Mumbai, 08 Oct 2020 17:30 IST
Ram Kapoor delivers an incredible performance as a mysterious kidnapper.
The first season of the web-series Abhay (2019) saw the titular character, played by Kunal Kemmu, solve difficult criminal cases with the power of his mind even as he dealt with issues in his personal life. In the second season, Abhay’s personal life gets hardly a glance as the focus is squarely on the cases he has to solve.
The story takes a jump of six months. Abhay is still superintendent of police in charge of the special task force (STF) in Lucknow. His son has moved to another city for his education. Abhay is in a live-in relationship with TV journalist Sonam Khanna (Asha Negi). When he resumes work after a break, he is faced with the case of a common man Harsh (Chunky Pandey) who murders young boys so that he can literally chew their brains.
The STF is then faced with the case of another murderer Saloni (Bidita Bag) who achieves sexual release watching men die agonizing deaths. But Abhay’s real test arrives when a man (Ram Kapoor) hijacks a school bus and abducts the children in it.

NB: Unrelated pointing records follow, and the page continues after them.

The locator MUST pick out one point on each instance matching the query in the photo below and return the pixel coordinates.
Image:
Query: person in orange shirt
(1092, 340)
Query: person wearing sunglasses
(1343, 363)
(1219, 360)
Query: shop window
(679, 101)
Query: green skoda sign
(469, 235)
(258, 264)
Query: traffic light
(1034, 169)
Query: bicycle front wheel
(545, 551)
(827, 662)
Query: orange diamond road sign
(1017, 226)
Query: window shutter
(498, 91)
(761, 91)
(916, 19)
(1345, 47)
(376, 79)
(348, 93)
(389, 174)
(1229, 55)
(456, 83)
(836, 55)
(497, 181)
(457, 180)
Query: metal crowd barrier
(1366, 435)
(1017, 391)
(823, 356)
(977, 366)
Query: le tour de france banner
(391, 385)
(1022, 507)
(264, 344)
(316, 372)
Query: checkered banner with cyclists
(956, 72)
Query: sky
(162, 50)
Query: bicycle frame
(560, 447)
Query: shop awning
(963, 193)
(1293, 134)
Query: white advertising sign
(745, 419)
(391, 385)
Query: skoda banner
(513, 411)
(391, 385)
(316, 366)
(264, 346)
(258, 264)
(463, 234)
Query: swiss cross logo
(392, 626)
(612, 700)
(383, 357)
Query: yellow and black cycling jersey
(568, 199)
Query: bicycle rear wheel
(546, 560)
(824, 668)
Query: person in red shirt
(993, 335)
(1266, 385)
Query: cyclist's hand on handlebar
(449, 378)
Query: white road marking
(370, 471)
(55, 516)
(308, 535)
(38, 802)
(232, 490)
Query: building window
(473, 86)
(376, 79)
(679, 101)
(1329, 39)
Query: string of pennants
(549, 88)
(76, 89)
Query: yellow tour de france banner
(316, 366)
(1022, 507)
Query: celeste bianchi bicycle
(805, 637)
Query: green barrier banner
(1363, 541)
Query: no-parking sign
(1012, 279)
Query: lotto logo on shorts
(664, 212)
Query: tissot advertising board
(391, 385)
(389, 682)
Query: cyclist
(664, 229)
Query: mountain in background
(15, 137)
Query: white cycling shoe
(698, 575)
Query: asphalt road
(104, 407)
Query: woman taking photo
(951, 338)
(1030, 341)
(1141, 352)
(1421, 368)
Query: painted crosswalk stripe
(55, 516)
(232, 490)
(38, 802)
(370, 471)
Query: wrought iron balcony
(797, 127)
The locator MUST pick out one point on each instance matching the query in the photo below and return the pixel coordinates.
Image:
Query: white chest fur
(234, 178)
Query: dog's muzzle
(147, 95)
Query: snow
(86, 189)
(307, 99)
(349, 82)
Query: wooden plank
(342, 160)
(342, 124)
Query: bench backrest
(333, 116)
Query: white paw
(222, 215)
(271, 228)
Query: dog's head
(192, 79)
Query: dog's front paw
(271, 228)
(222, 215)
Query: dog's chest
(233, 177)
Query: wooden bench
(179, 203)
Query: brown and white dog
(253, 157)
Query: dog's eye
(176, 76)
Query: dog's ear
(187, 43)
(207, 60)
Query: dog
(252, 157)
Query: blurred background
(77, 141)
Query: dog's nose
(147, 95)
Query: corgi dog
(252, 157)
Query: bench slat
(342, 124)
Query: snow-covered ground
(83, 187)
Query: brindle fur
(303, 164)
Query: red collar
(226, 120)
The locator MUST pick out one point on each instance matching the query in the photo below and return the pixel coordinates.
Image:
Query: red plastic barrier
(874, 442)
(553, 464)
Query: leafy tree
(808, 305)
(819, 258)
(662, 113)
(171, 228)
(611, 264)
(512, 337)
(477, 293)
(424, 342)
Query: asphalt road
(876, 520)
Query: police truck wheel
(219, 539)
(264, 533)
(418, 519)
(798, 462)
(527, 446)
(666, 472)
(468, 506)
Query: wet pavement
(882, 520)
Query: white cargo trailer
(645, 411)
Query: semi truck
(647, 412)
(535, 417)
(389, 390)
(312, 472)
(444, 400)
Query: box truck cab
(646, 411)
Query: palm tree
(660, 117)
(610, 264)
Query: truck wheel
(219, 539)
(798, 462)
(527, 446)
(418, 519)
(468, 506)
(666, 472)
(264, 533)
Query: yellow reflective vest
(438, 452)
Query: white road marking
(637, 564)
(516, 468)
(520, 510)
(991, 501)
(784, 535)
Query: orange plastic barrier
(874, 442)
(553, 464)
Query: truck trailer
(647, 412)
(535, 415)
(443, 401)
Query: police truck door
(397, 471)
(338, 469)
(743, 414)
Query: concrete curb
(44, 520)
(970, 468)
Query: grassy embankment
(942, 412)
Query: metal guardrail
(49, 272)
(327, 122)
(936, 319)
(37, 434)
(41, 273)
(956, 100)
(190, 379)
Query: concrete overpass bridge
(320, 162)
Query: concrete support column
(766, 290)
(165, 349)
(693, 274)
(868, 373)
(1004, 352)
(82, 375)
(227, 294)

In an unusual step, the kidnapper gets himself arrested but refuses to divulge his name or share any information despite undergoing brutal treatment at the hands of the police. The man only wishes to speak with Abhay, whom he says he admires. He presents Abhay the challenge of finishing one criminal after another in exchange for a few of the kids each time. What is he up to?
Another difference in this season of the web-series is the character of Abhay itself. It might sound crazy to play with the nature of your central character in the very next season of a show, but the makers have taken that risk.
The outcome is not great. It does seem a strange idea to denude your principal character of all emotion and almost any reaction. This results in Kemmu having to go about his tasks in a robotic manner. It is only the actor’s body language that keeps you invested in Abhay.
Abhay (Season 2) also suffers from structural problems. The main plot is about the abductor and how he forces the STF to dance to his tune in return for the lives of the children. So the idea behind including the stories of Harsh and Saloni remains unclear. If they were meant to establish the working style of the STF, that was already done in the first season. If the makers still thought it important, one episode could have done the trick.
The show does have few things going for it though. The thrilling background score and the creative camerawork keep you glued to your screen. But the biggest plus is the performances.
Ram Kapoor delivers an incredible performance as the unnamed villain. While he certainly looks menacing, he also makes you laugh from time to time with his biting sarcasm. And, of course, he keeps the mystery surrounding the character alive. Kapoor had never played such a villain before and we now wonder why no one thought to cast him.
Nidhi Singh, as the cop Khushboo, and Asha Negi chip in with fine performances. Chunky Pandey is there in just one episode but he is unforgettable as he brings alive the challenging character of a psychotic cannibal. Similarly, the other negative characters played by Indraneil Sengupta, Bidita Bag, Raghav Juyal and Asheema Vardaan are also memorable despite their limited screen time.
In short, it is the performances that save the day for Abhay (Season 2). We can only hope that the makers ensure that the third season, of which they drop a hint at the end, is high on content as well.
Abhay (Season 2) is now available on the Zee5 streaming platform.